Ford Motor Co. expects adjusted pre-tax second quarter earnings to not only exceed last year’s but also come in “significantly better” than what had been forecast originally.
There is an asterisk to the announcement, however. Net income actually will be “substantially lower” than during the April-June quarter in 2020 due to a $3.5 billion gain last year linked to Ford’s investment in Argo AI. The company reported a $1.1 billion net profit for the period.
“The improvement in automotive is being driven by lower-than-anticipated costs and favorable market factors,” Ford said in a statement. “Additionally, higher vehicle auction values are benefiting Ford Credit.”
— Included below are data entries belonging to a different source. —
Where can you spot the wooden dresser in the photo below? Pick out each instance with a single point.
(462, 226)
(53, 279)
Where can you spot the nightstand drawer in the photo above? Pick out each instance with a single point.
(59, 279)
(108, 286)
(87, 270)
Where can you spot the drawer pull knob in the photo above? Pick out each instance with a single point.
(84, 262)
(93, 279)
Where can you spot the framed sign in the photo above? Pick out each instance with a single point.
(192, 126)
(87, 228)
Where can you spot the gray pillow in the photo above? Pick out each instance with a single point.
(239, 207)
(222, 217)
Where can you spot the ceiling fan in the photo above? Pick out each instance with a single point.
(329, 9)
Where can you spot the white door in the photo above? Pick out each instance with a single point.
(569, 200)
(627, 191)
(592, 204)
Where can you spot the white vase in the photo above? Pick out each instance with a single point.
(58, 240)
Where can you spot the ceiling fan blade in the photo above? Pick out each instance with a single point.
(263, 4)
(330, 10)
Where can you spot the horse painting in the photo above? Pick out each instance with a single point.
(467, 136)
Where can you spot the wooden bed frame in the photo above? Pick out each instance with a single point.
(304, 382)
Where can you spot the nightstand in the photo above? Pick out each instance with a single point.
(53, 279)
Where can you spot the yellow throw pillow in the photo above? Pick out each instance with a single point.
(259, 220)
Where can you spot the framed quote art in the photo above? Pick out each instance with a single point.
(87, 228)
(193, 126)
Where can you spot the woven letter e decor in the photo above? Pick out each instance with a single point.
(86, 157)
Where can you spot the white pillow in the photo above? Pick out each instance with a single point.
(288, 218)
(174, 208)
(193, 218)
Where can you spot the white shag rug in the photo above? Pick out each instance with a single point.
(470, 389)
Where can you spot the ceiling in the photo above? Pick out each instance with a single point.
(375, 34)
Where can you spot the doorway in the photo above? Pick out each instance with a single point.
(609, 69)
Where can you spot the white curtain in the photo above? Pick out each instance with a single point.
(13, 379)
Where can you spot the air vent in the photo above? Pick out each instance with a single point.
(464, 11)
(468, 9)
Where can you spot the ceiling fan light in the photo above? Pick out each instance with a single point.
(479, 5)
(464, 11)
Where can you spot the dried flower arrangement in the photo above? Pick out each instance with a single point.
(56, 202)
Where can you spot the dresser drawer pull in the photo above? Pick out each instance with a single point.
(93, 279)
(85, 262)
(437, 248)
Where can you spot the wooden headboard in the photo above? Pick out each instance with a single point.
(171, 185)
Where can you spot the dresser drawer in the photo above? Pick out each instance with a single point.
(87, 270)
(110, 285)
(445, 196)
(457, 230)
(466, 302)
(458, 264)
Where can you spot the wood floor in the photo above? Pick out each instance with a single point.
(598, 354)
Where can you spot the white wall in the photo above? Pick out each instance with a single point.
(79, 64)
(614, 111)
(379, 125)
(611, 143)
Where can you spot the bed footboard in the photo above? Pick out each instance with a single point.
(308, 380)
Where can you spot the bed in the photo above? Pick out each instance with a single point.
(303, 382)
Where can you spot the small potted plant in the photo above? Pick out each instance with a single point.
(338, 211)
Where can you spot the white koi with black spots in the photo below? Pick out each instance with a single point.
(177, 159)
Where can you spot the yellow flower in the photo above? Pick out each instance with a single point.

Upturn comes despite chip shortages
The strong performance Ford now anticipates comes as a surprise to many industry analysts in light of the problems the carmaker — like the rest of the auto industry — is experiencing with shortage of semiconductor chips.
The automaker lost about 17% of its planned production during the first quarter of the year and has warned that it expects to lose about 50% during the second quarter. That includes some of its most profitable vehicle lines, including its F-Series pickups.
The automaker last updated its earnings expectations in April when it offered full-year guidance of $5.5 billion to $6.5 billion in adjusted pre-tax profits. The semiconductor shortages were expected to have a negative impact of about $2.5 billion.
CEO Farley to offer more insight
Ford CEO Jim Farley is expected to offer further details during a presentation at the Deutsche Bank Global Auto Industry Conference later today.
Farley is expected to report that Ford is seeing improvements in its automotive business, despite the chip shortages. Analysts and investors worried about the company’s ongoing performance after watching retail sales tumble sharply last month, even while competitors like General Motors and Toyota posted substantial gains. The decline largely reflected limited dealer inventories.
Nonetheless, Farley tried to put a good spin on things in Thursday’s announcement, stating that, “We’re providing customers with great value today and there’s much more on the way, because we’re executing Ford+ from strength — with iconic nameplates and leading positions with retail and commercial customers around the world, and the best financing company in our industry in Ford Credit.”
Strong reception for new products
There have been positive signs for the months ahead, including the strong, advance reception Ford is getting for upcoming products like the F-150 Lightning, an all-electric pickup, as well as a hybrid-powered compact pickup, the Maverick. Both models are set to reach showrooms next year. Ford has also generated strong demand with its first long-range battery-electric vehicle, the Mustang Mach-E.
The automaker recently announced plans to increase spending on EVs and autonomous vehicles to $30 billion by 2025.
Ford shares have risen sharply in recent months from a 52-week low of $5.74. They were up again following the automaker’s earnings announcement Thursday morning, hovering above the $15 mark.
The automaker’s upbeat earnings projection came a day after crosstown rival General Motors said that its EBIT-adjusted second-quarter earnings will likely come in between $8.5 billion and $9.5 billion. The largest domestic manufacturer original had forecast a figure of $5.5 billion for the period.